Squint your eyes and look closer
I’m not between you and your ambition
I am a poster girl with no poster
I am thirty-two flavors and then some
And I’m beyond your peripheral vision
So you might want to turn your head
’Cause some day you are gonna get hungry
And eat most of the words you just said
That night at The Old Coot, Julie didn’t yet know I was cheating on her. How could she have even expected it? We were in love — so, so in love. She couldn’t have expected it, because I hadn’t expected it.
I needed to tell her.
I couldn’t bear to tell her.
How do you tell your girlfriend — your high school sweetheart who’d held your hand as you both came stumbling out of the closet together — that you’d met someone?
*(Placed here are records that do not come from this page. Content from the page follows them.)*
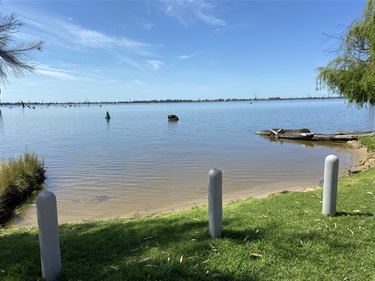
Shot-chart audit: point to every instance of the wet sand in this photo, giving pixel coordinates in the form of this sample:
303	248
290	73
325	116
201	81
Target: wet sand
362	159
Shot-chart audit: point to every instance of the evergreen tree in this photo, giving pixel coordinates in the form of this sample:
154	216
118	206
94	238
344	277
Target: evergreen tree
14	56
351	73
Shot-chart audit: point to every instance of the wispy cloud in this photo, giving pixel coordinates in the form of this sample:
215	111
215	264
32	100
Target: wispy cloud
185	57
64	32
64	74
143	65
188	12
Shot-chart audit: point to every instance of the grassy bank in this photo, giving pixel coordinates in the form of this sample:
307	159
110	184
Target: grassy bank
18	179
281	237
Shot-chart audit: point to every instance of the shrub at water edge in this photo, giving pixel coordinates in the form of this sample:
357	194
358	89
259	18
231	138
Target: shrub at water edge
18	179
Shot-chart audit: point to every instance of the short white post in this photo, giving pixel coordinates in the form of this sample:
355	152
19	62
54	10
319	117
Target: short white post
215	203
48	235
331	173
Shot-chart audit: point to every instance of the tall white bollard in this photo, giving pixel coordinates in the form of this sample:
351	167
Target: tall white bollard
331	174
48	235
215	203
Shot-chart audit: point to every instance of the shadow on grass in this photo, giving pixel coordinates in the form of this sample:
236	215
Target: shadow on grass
148	249
353	214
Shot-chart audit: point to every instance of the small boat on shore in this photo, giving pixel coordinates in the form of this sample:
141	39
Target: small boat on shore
306	134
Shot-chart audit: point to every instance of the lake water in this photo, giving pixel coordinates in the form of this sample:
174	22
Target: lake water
139	163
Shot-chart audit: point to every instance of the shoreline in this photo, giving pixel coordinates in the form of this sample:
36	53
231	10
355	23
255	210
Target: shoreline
362	159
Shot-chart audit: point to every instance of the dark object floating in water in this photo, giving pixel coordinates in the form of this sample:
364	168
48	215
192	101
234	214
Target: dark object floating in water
173	117
306	134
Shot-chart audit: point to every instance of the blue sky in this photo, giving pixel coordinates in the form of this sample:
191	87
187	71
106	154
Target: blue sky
175	49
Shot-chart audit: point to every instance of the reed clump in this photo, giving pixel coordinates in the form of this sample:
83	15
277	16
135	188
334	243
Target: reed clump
19	178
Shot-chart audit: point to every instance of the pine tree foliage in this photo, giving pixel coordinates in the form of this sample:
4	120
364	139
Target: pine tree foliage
14	56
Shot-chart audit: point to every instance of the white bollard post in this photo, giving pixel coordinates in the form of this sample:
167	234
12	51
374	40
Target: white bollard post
331	173
215	203
48	235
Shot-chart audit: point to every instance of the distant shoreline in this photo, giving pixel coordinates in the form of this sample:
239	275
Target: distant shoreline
28	104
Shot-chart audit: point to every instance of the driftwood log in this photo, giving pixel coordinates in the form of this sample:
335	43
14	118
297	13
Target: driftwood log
306	134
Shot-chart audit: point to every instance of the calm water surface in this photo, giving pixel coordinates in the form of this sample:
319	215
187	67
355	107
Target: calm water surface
139	163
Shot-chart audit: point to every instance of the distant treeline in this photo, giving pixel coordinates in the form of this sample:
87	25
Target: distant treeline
30	104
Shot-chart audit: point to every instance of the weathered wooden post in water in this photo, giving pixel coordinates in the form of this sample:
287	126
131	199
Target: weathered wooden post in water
48	235
331	174
215	203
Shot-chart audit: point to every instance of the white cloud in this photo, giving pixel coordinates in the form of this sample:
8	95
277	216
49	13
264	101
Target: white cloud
188	12
154	64
185	57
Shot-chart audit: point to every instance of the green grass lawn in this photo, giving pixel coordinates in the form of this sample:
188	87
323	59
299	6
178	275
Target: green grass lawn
281	237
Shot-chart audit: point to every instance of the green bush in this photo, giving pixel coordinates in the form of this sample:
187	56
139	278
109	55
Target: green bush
369	142
18	179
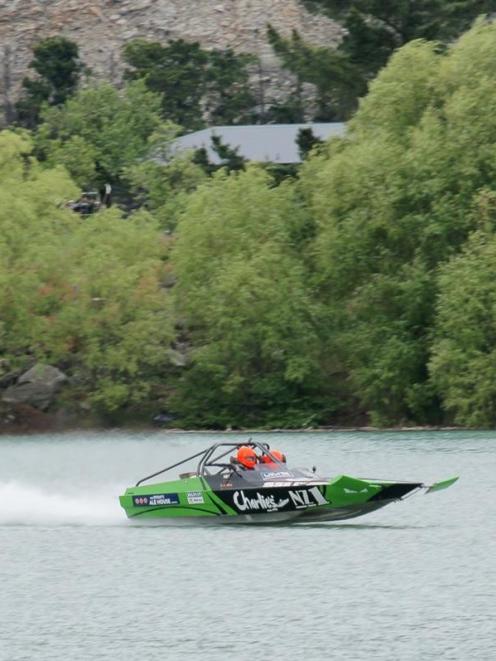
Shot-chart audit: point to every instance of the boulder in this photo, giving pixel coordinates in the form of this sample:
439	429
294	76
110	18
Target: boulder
36	387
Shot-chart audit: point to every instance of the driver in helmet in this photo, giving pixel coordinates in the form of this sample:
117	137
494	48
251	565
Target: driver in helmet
269	462
246	457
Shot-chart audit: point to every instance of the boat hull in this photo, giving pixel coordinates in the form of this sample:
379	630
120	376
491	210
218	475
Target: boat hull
195	500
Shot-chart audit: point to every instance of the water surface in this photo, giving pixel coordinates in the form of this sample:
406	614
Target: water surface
415	580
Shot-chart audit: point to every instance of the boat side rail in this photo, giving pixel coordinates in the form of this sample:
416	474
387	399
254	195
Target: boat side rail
208	458
164	470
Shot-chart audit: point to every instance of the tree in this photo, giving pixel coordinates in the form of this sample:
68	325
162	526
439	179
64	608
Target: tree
241	293
100	131
392	201
193	83
58	68
462	364
84	295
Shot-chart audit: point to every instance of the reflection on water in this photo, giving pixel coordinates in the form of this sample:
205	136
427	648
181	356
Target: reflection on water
413	580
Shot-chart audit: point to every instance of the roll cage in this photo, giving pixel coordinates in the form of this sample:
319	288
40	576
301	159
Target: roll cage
211	458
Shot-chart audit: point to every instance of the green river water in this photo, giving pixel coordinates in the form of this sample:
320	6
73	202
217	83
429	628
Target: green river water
413	581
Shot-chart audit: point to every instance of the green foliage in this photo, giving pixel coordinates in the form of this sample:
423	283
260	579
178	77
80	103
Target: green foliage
384	26
109	131
163	188
194	84
242	294
463	364
373	30
392	202
56	62
82	294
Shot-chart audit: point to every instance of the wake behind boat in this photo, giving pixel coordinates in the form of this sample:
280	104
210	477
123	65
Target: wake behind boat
254	485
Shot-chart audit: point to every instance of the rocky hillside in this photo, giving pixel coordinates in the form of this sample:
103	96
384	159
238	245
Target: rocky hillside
102	27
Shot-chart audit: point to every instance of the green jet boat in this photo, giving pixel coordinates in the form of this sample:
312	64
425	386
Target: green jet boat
220	490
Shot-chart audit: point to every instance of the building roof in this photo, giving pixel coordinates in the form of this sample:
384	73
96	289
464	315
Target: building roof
274	143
A male someone? And how did you tell her that, without really meaning to, without really thinking you were going to do it, you’d slept with him, not once but several times? How did you tell her that you thought you wanted to leave her, even though you still loved her?
How was it possible to love someone and still want to leave them?
And I’ve never tried to give my life meaning
By demeaning you
And I would like to state for the record
I did everything that I could do
Back at the Nevada women’s music festival, my eyes burned with tears when I finished the song to the sound of the audience’s enthusiastic clapping. They probably couldn’t see me cry from where they were, even the ones who’d pressed their way to the front of the crowd. My manager had insisted upon a buffer zone between them and the stage, because it was hard for Charles — or anyone else — to protect me up here on this makeshift platform, and I’d been getting death threats from my stalker again.
I would associate that song with Julie forever.
I sniffed wetly when I finished — and that they’d be able to hear, even if they couldn’t see the tears. I used the need to hand the acoustic guitar back to the stage manager as an excuse to turn my back to the audience and wipe the moisture off my cheeks.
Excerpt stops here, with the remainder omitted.